How will the stamp duty holiday affect second home buyers?



Following the announcement of a stamp duty holiday last month by Chancellor Rishi Sunak, many questions have been raised on how it will affect second-home buyers.

Before we look at answering those questions though, let’s get definitions out of the way. Stamp Duty Land Tax (SDLT) can be defined as a tax paid by would-be homebuyers on purchasing a property. The fee is usually taxed over land in England as well as Northern Ireland. For people living in Scotland, the Land and Buildings Transaction Tax is charged while in Wales, the Land Transaction Tax is charged instead.

The new stamp duty holiday (which only affects England and Northern Ireland) will last until March 31st 2021, and will see the rise of the payable threshold from £125,000 for residential properties. This will no doubt come as a relief to many, as homeowners will now be exempted from paying the Stamp Duty Land Tax for any properties that are valued under £500,000. Properties over this amount, however, are still liable to pay the rate based on the value attached to them as follows:

1. From £500,001 to £925,000 will be charged a rate of 5%.

2. From £925,001 to £1,500,000 will be charged a rate of 10%.

3. Over £1,500,000, a 12% rate will be incurred.


Second homeowners, including buy-to-let landlords, are also set to benefit from the stamp duty holiday, but will have to pay a surcharge when compared to first time buyers and single homeowners. This surcharge will be applied to additional properties at 3% on purchases up to £125,000, 5% on amounts worth £125,001 to £250,000 and 8% from £250,001 to £950,000 above the stamp duty.

In the case where the new home is purchased is said to be your primary residence, second-time home buyers will not be liable for surcharge despite owning another property.

In Scotland and Wales, the move to increase the SDLT threshold has also led them to follow suit. The Land & Buildings Transaction Tax threshold was increased to £250,000, up from £145,000 for second home buyers in Scotland while the Land Transaction Tax saw its threshold tax increase from £180,000 to £250,000 for Wales.

Following the new announcements, it is widely expected that the buy-to-let market will be reinvigorated after years of decline. After all, the new measures are expected to reduce the stamp duty on second homes by around a third.

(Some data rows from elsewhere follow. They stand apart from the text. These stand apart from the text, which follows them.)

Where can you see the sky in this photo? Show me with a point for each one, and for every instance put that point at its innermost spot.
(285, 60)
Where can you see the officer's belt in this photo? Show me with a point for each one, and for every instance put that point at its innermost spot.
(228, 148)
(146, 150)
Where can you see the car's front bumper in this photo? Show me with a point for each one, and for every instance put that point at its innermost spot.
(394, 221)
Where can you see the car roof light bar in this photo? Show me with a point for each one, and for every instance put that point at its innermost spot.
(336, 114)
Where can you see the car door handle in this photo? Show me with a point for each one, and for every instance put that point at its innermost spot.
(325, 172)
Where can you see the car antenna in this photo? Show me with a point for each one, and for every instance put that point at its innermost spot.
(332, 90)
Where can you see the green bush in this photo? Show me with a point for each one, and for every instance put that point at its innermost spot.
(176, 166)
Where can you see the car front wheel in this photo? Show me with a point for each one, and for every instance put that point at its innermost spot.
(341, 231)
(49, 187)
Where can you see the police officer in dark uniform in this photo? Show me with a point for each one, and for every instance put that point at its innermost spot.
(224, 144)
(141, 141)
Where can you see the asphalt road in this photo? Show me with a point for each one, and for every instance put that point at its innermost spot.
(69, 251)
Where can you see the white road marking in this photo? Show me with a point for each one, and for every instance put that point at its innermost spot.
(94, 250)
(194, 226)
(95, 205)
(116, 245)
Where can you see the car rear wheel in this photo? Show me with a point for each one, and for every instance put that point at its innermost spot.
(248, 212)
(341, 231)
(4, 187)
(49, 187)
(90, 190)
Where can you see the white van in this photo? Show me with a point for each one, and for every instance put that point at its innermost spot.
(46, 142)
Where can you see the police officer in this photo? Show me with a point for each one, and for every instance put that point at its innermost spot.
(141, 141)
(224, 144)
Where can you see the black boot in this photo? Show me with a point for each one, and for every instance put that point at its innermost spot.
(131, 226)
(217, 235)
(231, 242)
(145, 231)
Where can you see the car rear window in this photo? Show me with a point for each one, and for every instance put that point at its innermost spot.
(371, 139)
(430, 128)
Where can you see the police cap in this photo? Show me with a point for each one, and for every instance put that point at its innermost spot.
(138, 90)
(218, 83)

Including second properties in the SDLT holiday was touted as a smart political move on the part of Chancellor Sunak, as it served to show a slight favor towards landlords and people with second homes. This is in stark contrast to the past few years, where buy-to-let landlords had traditionally been hit with increased taxes such as the scrapping of the landlord mortgage interest tax relief.